A bust of Robert Cotton by Louis-François Roubiliac ~ Public Domain ~ https://en.wikipedia.org/wiki/Sir_Robert_Cotton,_1st_Baronet,_of_Connington#/media/File:Robert_Bruce_Cotton_bust_BM_1924_0412_1.jpg
Keeping with Wednesday’s post on Circulating Libraries, I thought I might mention a library some, especially in the U.S. have not considered. The Cotton Library was founded by Sir Robert Bruce Cotton, 1st Baronet (1571-1631) of Conington Hall in Huntingdonshire, England. Cotton was an MP (Member of Parliament) but his importance, at least, the the subject of this post, he was an antiquarian who founded the Cotton Library.
Educated at Westminster School, where he was a pupil of Willian Camden, a renown antiquarian of his time, Cotton began collecting rare manuscripts as well as collecting information on the history of Huntingdonshire as early as age 17. Later, he studied first at the The College of the Blessed Virgin Mary, Saint John the Evangelist and the glorious Virgin Saint Radegund, near Cambridge and later entered the Middle Temple to study law. The library which he began to amass eventually surpassed those in royal manuscript collections.
After the Dissolution of the Monasteries, a set of administrative and legal processes between 1536 and 1541 by which Henry VIII disbanded monasteries, priories, convents, and friaries in England, Wales, and Ireland, many ancient manuscripts which had belonged to the monastic libraries came to be disseminated among a number of owners, many of whom had no idea of their cultural actual value to the nation. Cotton located, purchased, and preserved many of these documents, including items by Francis Bacon, [1st Viscount St Alban, an English philosopher and statesman who served as Attorney General and Lord Chancellor of England, but for today’s topic of libraries, Bacon led the advancement of both natural philosophy and the scientific method], Sir Walter Raleigh [authored The Historie of the World, In Five Books and a type of poetry that resisted the Italian Renaissance influence], and James Ussher [most famous for his identification of the genuine letters of the church father, Ignatius of Antioch, and for his chronology that sought to establish the time and date of the creation as around 6 P.M. on 22 October 4004 BC].
Cotton employed scholar and poet Richard James as his librarian. The library is of special importanace for having preserved the only copy of several works, such as with Beowulf and Sir Gawain and the Green Knight.
While doing some research into the history of the great Cotton Library for another project I have taken on, I came across a most excellent book on the topic, Cotton’s Library: The Many Perils of Preserving History, by Matt Kuhns. It is a great read, which I highly recommend to anyone interested in the history of old library collections. Below is the book blurb from Amazon, if anyone is interested.
“Cotton’s Library” reveals what can happen to a museum-quality collection before it reaches the safety of a museum (and sometimes, even after).

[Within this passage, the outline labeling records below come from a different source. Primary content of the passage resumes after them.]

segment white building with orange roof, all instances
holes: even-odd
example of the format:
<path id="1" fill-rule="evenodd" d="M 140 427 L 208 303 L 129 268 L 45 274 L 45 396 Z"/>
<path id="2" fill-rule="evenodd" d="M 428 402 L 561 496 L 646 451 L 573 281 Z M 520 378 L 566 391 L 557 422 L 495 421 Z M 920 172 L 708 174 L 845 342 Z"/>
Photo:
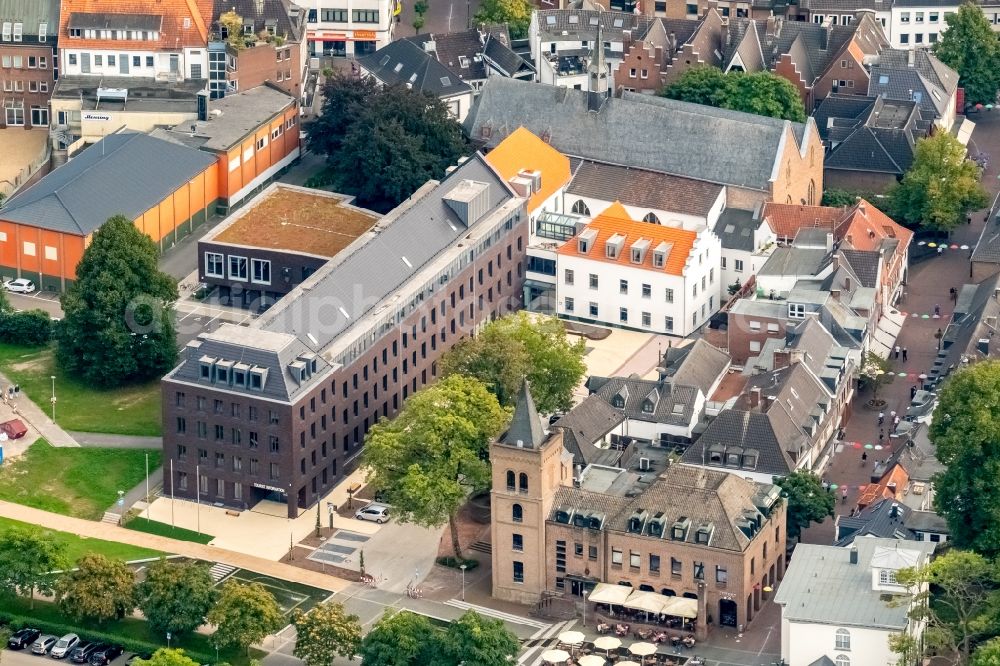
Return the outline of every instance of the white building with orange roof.
<path id="1" fill-rule="evenodd" d="M 719 309 L 721 242 L 629 217 L 615 203 L 556 250 L 557 312 L 651 333 L 687 336 Z"/>

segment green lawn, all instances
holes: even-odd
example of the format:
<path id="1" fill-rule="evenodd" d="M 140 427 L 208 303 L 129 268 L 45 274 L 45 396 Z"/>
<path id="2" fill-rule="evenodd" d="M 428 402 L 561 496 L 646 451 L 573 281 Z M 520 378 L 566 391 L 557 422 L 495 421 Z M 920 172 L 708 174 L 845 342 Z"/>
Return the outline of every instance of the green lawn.
<path id="1" fill-rule="evenodd" d="M 69 532 L 55 532 L 53 530 L 43 529 L 37 525 L 30 525 L 28 523 L 22 523 L 8 518 L 0 518 L 0 533 L 11 527 L 45 532 L 52 535 L 52 538 L 56 541 L 65 544 L 66 557 L 70 562 L 76 562 L 81 555 L 85 555 L 87 553 L 100 553 L 102 555 L 107 555 L 108 557 L 114 557 L 121 560 L 145 560 L 151 557 L 160 557 L 163 555 L 163 553 L 157 550 L 139 548 L 138 546 L 130 546 L 125 543 L 116 543 L 114 541 L 87 539 L 79 537 L 75 534 L 70 534 Z M 3 604 L 0 604 L 0 607 L 2 606 Z"/>
<path id="2" fill-rule="evenodd" d="M 149 518 L 133 518 L 125 524 L 125 527 L 130 530 L 135 530 L 136 532 L 158 534 L 160 536 L 170 537 L 171 539 L 193 541 L 195 543 L 208 543 L 215 538 L 211 534 L 195 532 L 194 530 L 186 530 L 183 527 L 171 527 L 167 523 L 150 520 Z"/>
<path id="3" fill-rule="evenodd" d="M 159 449 L 56 448 L 44 439 L 0 467 L 0 499 L 97 520 L 160 466 Z"/>
<path id="4" fill-rule="evenodd" d="M 124 620 L 109 621 L 98 626 L 92 623 L 77 623 L 59 612 L 59 607 L 53 603 L 45 601 L 35 601 L 35 607 L 31 608 L 28 600 L 22 597 L 11 597 L 0 595 L 0 613 L 17 616 L 38 625 L 39 629 L 50 632 L 55 631 L 62 634 L 64 631 L 73 630 L 79 633 L 84 639 L 88 636 L 99 638 L 110 638 L 120 641 L 129 650 L 140 647 L 142 649 L 156 649 L 166 647 L 166 637 L 159 633 L 154 633 L 146 624 L 145 620 L 137 618 L 125 618 Z M 208 663 L 229 663 L 234 666 L 247 664 L 251 658 L 261 658 L 263 653 L 259 650 L 251 650 L 248 656 L 240 650 L 220 650 L 218 661 L 215 658 L 215 646 L 212 645 L 211 636 L 205 634 L 191 633 L 174 636 L 170 642 L 170 647 L 182 648 L 189 657 L 199 664 Z"/>
<path id="5" fill-rule="evenodd" d="M 65 430 L 159 436 L 160 382 L 96 389 L 59 372 L 52 347 L 0 344 L 0 372 L 49 412 L 56 377 L 56 423 Z"/>

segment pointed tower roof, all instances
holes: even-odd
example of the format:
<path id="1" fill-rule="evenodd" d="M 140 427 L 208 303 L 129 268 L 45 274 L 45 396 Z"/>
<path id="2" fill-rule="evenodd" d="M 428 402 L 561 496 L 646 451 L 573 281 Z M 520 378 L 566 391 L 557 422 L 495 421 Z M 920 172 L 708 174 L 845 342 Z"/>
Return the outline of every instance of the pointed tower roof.
<path id="1" fill-rule="evenodd" d="M 517 406 L 514 408 L 514 418 L 510 421 L 510 427 L 500 438 L 500 442 L 510 446 L 517 446 L 518 442 L 529 449 L 537 449 L 545 442 L 545 431 L 542 430 L 542 421 L 535 409 L 535 401 L 531 397 L 531 390 L 528 389 L 528 381 L 521 384 L 521 392 L 517 396 Z"/>

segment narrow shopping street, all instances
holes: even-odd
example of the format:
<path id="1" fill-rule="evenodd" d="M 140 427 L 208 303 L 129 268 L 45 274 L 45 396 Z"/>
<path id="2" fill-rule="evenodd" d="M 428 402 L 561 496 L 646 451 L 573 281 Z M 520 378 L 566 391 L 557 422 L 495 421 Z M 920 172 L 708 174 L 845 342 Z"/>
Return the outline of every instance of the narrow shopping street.
<path id="1" fill-rule="evenodd" d="M 992 203 L 1000 191 L 998 181 L 997 159 L 1000 158 L 1000 114 L 982 113 L 976 117 L 976 130 L 970 152 L 982 150 L 991 156 L 991 164 L 983 174 L 983 186 L 990 195 Z M 975 146 L 973 146 L 975 144 Z M 837 486 L 837 513 L 848 514 L 856 505 L 860 488 L 870 482 L 872 468 L 876 461 L 888 458 L 896 449 L 905 445 L 905 439 L 891 438 L 890 413 L 895 410 L 900 415 L 906 412 L 910 403 L 910 389 L 919 382 L 919 375 L 931 368 L 937 355 L 938 329 L 944 329 L 951 318 L 954 302 L 950 289 L 961 289 L 969 282 L 969 257 L 975 247 L 983 226 L 986 224 L 988 210 L 976 211 L 972 214 L 972 223 L 959 226 L 948 241 L 947 247 L 940 254 L 916 264 L 911 259 L 910 270 L 906 284 L 905 298 L 897 305 L 906 314 L 906 323 L 900 332 L 897 344 L 900 350 L 907 350 L 907 360 L 902 353 L 898 359 L 890 354 L 890 370 L 895 376 L 886 382 L 879 392 L 879 397 L 886 400 L 885 426 L 878 424 L 878 411 L 865 407 L 871 399 L 871 390 L 859 393 L 854 401 L 854 409 L 847 423 L 844 445 L 838 445 L 830 463 L 824 471 L 824 478 L 831 485 Z M 911 257 L 923 248 L 911 248 Z M 940 315 L 935 316 L 935 308 Z M 906 373 L 901 376 L 900 373 Z M 882 444 L 879 444 L 879 432 L 884 431 Z M 865 448 L 870 444 L 871 448 Z M 860 446 L 860 448 L 858 448 Z M 880 448 L 881 447 L 881 448 Z M 867 452 L 867 461 L 862 464 L 862 452 Z M 847 500 L 841 499 L 842 488 L 847 486 Z M 802 533 L 804 543 L 830 544 L 834 539 L 833 519 L 828 519 L 821 525 L 814 525 Z"/>

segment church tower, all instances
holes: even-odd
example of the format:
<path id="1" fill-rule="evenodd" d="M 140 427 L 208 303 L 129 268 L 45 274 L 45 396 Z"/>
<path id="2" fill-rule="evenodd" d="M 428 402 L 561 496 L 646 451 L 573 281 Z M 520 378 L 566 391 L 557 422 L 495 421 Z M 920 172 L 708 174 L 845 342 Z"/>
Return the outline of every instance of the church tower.
<path id="1" fill-rule="evenodd" d="M 573 484 L 562 433 L 546 432 L 528 383 L 507 432 L 490 445 L 493 596 L 531 604 L 546 589 L 545 520 L 561 485 Z"/>

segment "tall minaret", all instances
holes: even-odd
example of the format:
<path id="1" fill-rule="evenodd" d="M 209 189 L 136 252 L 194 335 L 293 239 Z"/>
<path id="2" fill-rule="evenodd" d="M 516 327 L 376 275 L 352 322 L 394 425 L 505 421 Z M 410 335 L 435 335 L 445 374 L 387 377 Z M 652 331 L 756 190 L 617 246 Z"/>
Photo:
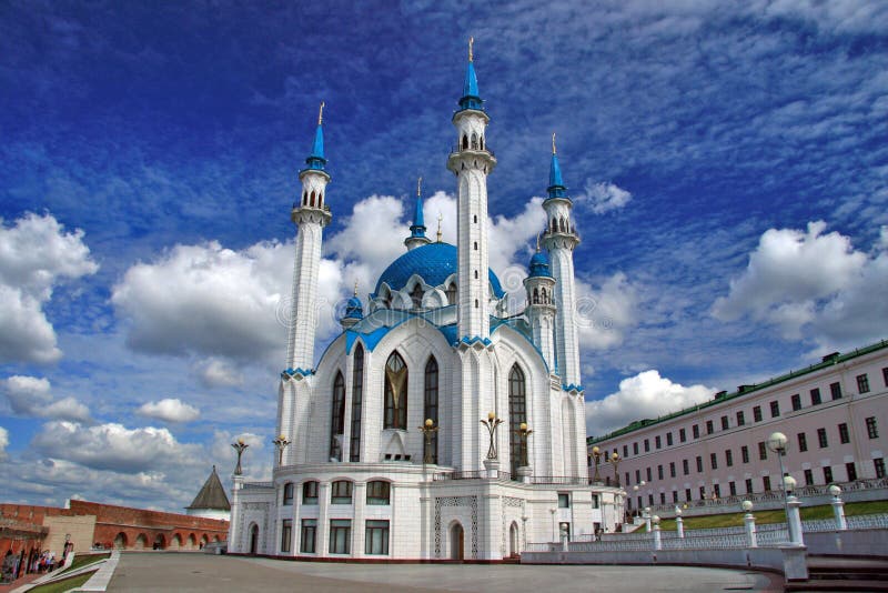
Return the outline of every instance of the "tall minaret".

Discover the story of an embryonic British national library assembled more than 400 years ago by Sir Robert Cotton. Boasting masterpieces of medieval illumination, the sole manuscript sources of Beowulf and “Sir Gawain and the Green Knight,” and two of four surviving 1215 copies of Magna Carta as well as many less-famed but still priceless historic records, Cotton’s library was and is an irreplaceable treasure of the English-speaking world. Cotton and his successors nonetheless struggled for centuries to preserve his library for, and sometimes from, formal government custodianship.
Overcoming war, repression, greedy heirs, intriguing rivals and disastrous fires, they ultimately succeeded, to our own great benefit. “Cotton’s Library” tells how they did it.
Cotton House, in which the library was first housed, was located right in the middle of Westminster in the seventeenth century. Thus, it became the first de facto library of Parliament, the free use of which Cotton granted to all MPs. This so annoyed King Charles I he eventually “confiscated” the library, by actually putting guards in Cotton’s house, to prevent anyone from using it. Which is a great part of the library’s story.
Lest you think I digress, in order to show how close Cotton House actually stood to the Houses of Parliament at that time, The author Matt Kuhns includes a plan of the area of Westminster which shows the location of Cotton House. Even better, on the plan he includes the location of the Houses of Lords and Commons, along with Westminster Hall in the seventeenth century, the same locations they had during the Regency era, for those of us who dabble in Regency based tales. He also includes the footprint of the new, current Houses of Parliament. (see the link at the bottom of the page)
Matt Kuhns also has posted high-resolution .PNG files of some of the illustrations he used in his book at his blog. And one of those illustrations is the plan of Cotton House in Westminster, which includes the location of the House of Lords and the House of Commons as they were during the Regency, with the footprint of the new building overlaid.